Walking Shadow Theatre Company is a small company that husbands its resources wisely and efficiently. So the credits for not only a "Blood Designer" but two "Blood Assistants" in the program for "The Coward" raised an eyebrow.

Indeed, there will be blood in this finicky comedy, but it has more in common with a "Saturday Night Live" sketch than a Wes Craven film β€” an absurd spoof of the idea that shooting someone represents virile honor.

Playwright Nick Jones, best known for TV's "Orange Is the New Black," dresses his satire of the once-fashionable practice of dueling in the foppish trappings of 18th-century Britain.

A boorish, prominent member of society is incensed that his son Lucidus quailed when another man called his horse fat. Future acts of effrontery must be met with the challenge of a duel, the father states. The weak-kneed Lucidus responds obediently and when an old man gives him the stink eye, the game is on.

Jones dots his dialogue with profanity and the odd anachronism ("We'd be a power couple!" exclaims an enthusiastic young woman) so the effect of the play is an artificial universe in which old customs stand in for modern memes of revenge and glory ("American Sniper," anyone?).

The playwright overreaches his material by at least a half-hour. "The Coward" could be a sharp stiletto at 75 minutes. Instead, two hours of lurching and fumbling finally gets us to that deliciously bloody duel that in "Hamlet" might be termed a tragedy. Here, actor Suzie Juul couldn't keep a straight face on Friday's opening night, daubed with more blood than "Carrie" on prom night.

Director Amy Rummenie has cast her actors cross-gender. It's a reasonable choice, given the thinness of this material, but it largely has the effect of confusion. Jones wrote his men as fancy lads who enjoy a good pie-tasting of an afternoon. That such dandies would find honor in the macho art of legal murder has an ironic tang.

Is Rummenie perhaps suggesting that women are just as capable of summoning up enough stupid testosterone to settle scores with a gun? That's a reasonable thought, but Jones' satire of masculinity β€” the one thing the play has going for it β€” loses a bit of its sting. Briana Patnode's Lucidus never strikes us as mannish or even distinctive in any way. Neither do her chaps, Juul and Shelby Rose Richardson. Charlotte Calvert plays a mercenary who enjoys the chance to take Lucidus' place in duels, but Calvert would never be confused with a thug.

Only Jean Wolff as the fatuous and blood-happy father, and Linda Sue Anderson, as a doddering but sly old servant, feel full as characters. Wolff particularly harrumphs in a way that betrays the taste of red meat in her mouth.

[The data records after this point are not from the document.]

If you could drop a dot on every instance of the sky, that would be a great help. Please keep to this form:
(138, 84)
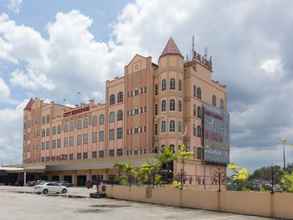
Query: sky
(56, 49)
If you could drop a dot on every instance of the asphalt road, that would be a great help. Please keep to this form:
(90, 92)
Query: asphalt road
(22, 206)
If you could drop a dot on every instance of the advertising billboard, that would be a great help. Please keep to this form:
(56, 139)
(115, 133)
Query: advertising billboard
(216, 135)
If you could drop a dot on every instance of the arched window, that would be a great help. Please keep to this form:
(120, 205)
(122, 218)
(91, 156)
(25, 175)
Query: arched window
(112, 99)
(163, 126)
(199, 112)
(194, 91)
(163, 106)
(214, 100)
(101, 119)
(163, 84)
(172, 104)
(120, 97)
(199, 92)
(120, 115)
(180, 106)
(199, 131)
(172, 126)
(172, 83)
(180, 85)
(222, 104)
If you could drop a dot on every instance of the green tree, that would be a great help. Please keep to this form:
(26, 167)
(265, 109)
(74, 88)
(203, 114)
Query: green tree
(287, 182)
(239, 178)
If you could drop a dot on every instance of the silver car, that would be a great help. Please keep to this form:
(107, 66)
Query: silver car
(50, 187)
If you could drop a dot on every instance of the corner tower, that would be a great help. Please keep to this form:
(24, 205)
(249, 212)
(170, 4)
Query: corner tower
(169, 99)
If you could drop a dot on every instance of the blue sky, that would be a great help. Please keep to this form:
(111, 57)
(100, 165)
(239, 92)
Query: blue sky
(53, 49)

Actor Chase Burns, who crosses over to play Isabelle, quite steals the show with his ridiculous performance. He turns what had been a straight-ahead comedy into an absurd farce, which seems to be the direction Rummenie wanted to take this entire enterprise.

Too much, though, lands as tiresome gruel. So thank you, Tyler Olsen of RawRedMeat Productions and your assistants for turning on the hemoglobin. Just wish we could have gotten there sooner.